La ligne Chamouchouane-Bout-de-l’Île doit relier le Lac-Saint-Jean (photo) à la boucle métropolitaine où la demande d’électricité est en croissance.

©Photo - gracieuseté

La ligne Chamouchouane-Bout-de-l’Île doit relier le Lac-Saint-Jean (photo) à la boucle métropolitaine où la demande d’électricité est en croissance.

JUSTICE. Hydro-Québec, en litige judiciaire depuis novembre 2015 contre des citoyens de Lanaudière, a l’intention de déposer une requête devant la Cour Suprême pour faire renverser une décision récente de la Cour d’appel du Québec leur étant favorable et pouvant, du coup, créer un précédent pour des dizaines de milliers de lots dans la province.

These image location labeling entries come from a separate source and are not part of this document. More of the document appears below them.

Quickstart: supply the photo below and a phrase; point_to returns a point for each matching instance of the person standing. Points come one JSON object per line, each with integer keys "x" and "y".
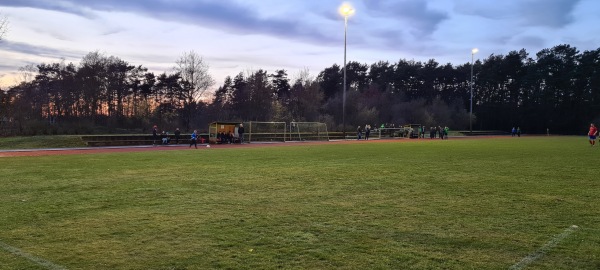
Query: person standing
{"x": 592, "y": 134}
{"x": 177, "y": 134}
{"x": 154, "y": 134}
{"x": 446, "y": 131}
{"x": 241, "y": 133}
{"x": 194, "y": 139}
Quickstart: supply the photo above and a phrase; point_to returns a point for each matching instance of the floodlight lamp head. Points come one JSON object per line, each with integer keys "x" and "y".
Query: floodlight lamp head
{"x": 346, "y": 10}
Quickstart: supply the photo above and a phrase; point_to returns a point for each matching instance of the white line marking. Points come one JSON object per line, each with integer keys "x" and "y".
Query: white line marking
{"x": 544, "y": 249}
{"x": 37, "y": 260}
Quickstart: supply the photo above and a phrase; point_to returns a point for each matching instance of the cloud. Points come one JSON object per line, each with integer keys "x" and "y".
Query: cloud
{"x": 224, "y": 15}
{"x": 422, "y": 20}
{"x": 545, "y": 13}
{"x": 28, "y": 49}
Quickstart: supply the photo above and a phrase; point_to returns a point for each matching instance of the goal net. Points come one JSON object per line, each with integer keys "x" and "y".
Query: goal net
{"x": 308, "y": 131}
{"x": 265, "y": 131}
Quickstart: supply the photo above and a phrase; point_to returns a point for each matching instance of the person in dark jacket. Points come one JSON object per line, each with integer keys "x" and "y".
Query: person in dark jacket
{"x": 241, "y": 133}
{"x": 177, "y": 134}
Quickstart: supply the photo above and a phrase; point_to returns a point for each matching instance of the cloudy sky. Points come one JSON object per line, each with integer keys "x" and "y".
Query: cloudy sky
{"x": 244, "y": 35}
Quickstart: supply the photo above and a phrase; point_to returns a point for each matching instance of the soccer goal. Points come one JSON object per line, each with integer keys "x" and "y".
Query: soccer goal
{"x": 308, "y": 131}
{"x": 266, "y": 131}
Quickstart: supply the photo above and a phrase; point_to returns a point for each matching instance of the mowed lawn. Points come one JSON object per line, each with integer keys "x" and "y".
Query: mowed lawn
{"x": 455, "y": 204}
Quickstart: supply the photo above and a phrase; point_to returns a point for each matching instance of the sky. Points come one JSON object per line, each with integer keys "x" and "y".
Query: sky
{"x": 236, "y": 36}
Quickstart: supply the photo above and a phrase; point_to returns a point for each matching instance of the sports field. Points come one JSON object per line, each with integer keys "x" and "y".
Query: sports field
{"x": 520, "y": 203}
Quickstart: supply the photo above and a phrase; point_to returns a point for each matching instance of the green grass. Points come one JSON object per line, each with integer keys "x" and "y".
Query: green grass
{"x": 33, "y": 142}
{"x": 456, "y": 204}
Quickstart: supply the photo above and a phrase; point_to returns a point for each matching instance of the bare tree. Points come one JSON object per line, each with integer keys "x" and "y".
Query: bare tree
{"x": 194, "y": 72}
{"x": 195, "y": 80}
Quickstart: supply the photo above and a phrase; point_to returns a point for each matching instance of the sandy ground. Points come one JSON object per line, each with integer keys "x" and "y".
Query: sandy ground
{"x": 202, "y": 147}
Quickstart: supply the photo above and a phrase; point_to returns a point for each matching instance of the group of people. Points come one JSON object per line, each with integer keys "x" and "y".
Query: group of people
{"x": 439, "y": 132}
{"x": 164, "y": 136}
{"x": 221, "y": 137}
{"x": 366, "y": 131}
{"x": 516, "y": 132}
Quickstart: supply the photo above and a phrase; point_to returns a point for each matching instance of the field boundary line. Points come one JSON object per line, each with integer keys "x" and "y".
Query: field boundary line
{"x": 39, "y": 261}
{"x": 544, "y": 249}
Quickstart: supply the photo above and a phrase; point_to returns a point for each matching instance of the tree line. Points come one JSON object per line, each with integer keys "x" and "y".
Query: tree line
{"x": 559, "y": 90}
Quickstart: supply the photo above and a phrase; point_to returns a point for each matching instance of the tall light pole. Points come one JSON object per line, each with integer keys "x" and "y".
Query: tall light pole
{"x": 473, "y": 52}
{"x": 346, "y": 10}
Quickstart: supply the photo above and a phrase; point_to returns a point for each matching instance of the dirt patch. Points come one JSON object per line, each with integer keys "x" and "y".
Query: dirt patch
{"x": 95, "y": 150}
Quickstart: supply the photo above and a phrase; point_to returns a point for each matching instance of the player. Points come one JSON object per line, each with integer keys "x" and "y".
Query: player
{"x": 592, "y": 134}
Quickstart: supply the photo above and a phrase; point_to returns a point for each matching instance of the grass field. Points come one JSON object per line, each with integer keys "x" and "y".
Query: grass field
{"x": 32, "y": 142}
{"x": 455, "y": 204}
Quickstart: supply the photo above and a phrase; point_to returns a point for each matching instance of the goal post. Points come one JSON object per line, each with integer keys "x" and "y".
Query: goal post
{"x": 266, "y": 131}
{"x": 308, "y": 131}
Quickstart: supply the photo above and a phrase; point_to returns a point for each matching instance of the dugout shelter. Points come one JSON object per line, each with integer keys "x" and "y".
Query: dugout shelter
{"x": 216, "y": 128}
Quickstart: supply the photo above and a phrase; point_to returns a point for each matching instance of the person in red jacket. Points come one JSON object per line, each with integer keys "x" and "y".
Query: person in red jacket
{"x": 592, "y": 134}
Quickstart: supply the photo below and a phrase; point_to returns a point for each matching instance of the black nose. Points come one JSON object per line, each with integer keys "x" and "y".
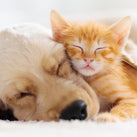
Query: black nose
{"x": 77, "y": 110}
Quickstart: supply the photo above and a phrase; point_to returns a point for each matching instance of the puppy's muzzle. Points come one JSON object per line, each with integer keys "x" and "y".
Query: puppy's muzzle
{"x": 77, "y": 110}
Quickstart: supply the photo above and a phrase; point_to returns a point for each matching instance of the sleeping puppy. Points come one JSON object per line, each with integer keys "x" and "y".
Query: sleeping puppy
{"x": 36, "y": 79}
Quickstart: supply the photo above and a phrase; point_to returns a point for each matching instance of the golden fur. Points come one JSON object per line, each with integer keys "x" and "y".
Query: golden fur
{"x": 95, "y": 51}
{"x": 36, "y": 80}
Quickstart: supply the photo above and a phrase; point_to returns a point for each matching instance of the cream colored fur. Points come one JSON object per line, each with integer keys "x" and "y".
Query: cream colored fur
{"x": 36, "y": 80}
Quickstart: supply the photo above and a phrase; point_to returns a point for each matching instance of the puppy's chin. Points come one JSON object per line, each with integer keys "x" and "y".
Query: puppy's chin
{"x": 7, "y": 115}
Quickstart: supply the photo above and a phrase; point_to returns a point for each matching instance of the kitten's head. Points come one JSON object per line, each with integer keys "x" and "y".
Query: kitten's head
{"x": 92, "y": 47}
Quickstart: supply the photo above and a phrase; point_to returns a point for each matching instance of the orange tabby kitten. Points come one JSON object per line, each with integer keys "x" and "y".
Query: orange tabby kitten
{"x": 95, "y": 50}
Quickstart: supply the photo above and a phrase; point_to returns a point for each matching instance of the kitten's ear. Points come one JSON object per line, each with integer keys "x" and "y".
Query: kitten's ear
{"x": 58, "y": 25}
{"x": 121, "y": 29}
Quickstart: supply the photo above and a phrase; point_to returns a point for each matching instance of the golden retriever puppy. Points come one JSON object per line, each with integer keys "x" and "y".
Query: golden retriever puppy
{"x": 36, "y": 79}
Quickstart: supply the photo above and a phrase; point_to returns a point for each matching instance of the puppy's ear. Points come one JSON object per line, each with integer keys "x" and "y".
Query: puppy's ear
{"x": 58, "y": 24}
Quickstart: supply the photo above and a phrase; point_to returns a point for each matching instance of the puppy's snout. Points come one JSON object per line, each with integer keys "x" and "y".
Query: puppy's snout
{"x": 77, "y": 110}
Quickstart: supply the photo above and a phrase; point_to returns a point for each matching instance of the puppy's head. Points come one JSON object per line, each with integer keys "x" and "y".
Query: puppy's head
{"x": 36, "y": 80}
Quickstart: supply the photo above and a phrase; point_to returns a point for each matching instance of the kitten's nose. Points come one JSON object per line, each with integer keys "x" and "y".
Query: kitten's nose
{"x": 77, "y": 110}
{"x": 88, "y": 60}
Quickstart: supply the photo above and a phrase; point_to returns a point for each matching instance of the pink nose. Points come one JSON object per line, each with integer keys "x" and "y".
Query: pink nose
{"x": 88, "y": 60}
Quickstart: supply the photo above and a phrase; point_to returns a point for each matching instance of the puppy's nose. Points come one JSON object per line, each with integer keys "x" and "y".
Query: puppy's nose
{"x": 77, "y": 110}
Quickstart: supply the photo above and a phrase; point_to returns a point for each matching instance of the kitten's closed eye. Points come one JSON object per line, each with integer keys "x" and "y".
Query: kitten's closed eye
{"x": 100, "y": 49}
{"x": 78, "y": 47}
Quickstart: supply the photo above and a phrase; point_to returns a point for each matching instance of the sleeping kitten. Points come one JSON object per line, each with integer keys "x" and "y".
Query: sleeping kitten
{"x": 95, "y": 52}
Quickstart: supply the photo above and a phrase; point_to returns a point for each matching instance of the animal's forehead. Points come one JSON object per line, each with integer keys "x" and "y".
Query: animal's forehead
{"x": 83, "y": 43}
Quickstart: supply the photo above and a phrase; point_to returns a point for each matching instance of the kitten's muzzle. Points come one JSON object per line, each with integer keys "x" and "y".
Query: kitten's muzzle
{"x": 77, "y": 110}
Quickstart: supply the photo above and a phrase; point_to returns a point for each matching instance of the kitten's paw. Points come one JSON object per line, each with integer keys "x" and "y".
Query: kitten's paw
{"x": 106, "y": 117}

Dans cette décision de la Cour d’appel du Québec, rendue le 25 mai dernier, trois juges donnent raison aux six citoyens et à l’entreprise qui se battent depuis trois ans contre Hydro-Québec au sujet de l’implantation de la ligne Chamouchouane-Bout-de-l’Île dans la servitude adjacente à leurs propriétés appartenant à la société d’État et où passe déjà une ligne électrique.

Les trois magistrats ont conclu qu’Hydro-Québec « ne possède pas de droit réel » lui permettant d’utiliser leurs propriétés pour faire passer la nouvelle ligne électrique Chamouchouane Bout-de-l’Île. Selon leur analyse, Hydro-Québec détient des servitudes pour le passage de la ligne existante, Jacques-Cartier-Duvernay, mais elle ne peut, sans expropriation additionnelle, construire la ligne Chamouchouane-Bout-de-l’Île sur leurs lots.

Cette conclusion rejoint ce que les citoyens alléguaient depuis le début du litige judiciaire les opposant à Hydro-Québec concernant son projet de relier le Lac-Saint-Jean à la boucle métropolitaine où la demande en électricité est en croissance. Ceux-ci, selon nos informations, ont déboursé, jusqu’à maintenant, plus de 100 000$ en frais de justice pour débattre avec Hydro-Québec afin de faire valoir leur point.

Avis contraire

En rendant cette décision favorable aux citoyens, les trois magistrats ont émis un avis totalement contraire à celui rendu par le juge de première instance l’an dernier. Celui-ci avait penché en faveur d’Hydro-Québec et avait alors ordonné aux citoyens d’arrêter de faire obstruction au développement du projet de la ligne électrique. Il avait aussi conclu qu’Hydro-Québec avait le droit de passer sa nouvelle ligne de 735 kV.

Il avait aussi refusé que « leur demande de dommage et intérêts pour l’usage non autorisé des servitudes et d’indemnisation pour certains inconvénients liés à des troubles de voisinage » soit entendue, mais les juges de la Cour d’appel du Québec l’ont autorisée.

Une lutte à poursuivre

Cette victoire, les citoyens ont cependant à peine pu la savourer puisqu’Hydro-Québec a rapidement annoncé son intention de porter l’affaire devant le plus haut tribunal du pays.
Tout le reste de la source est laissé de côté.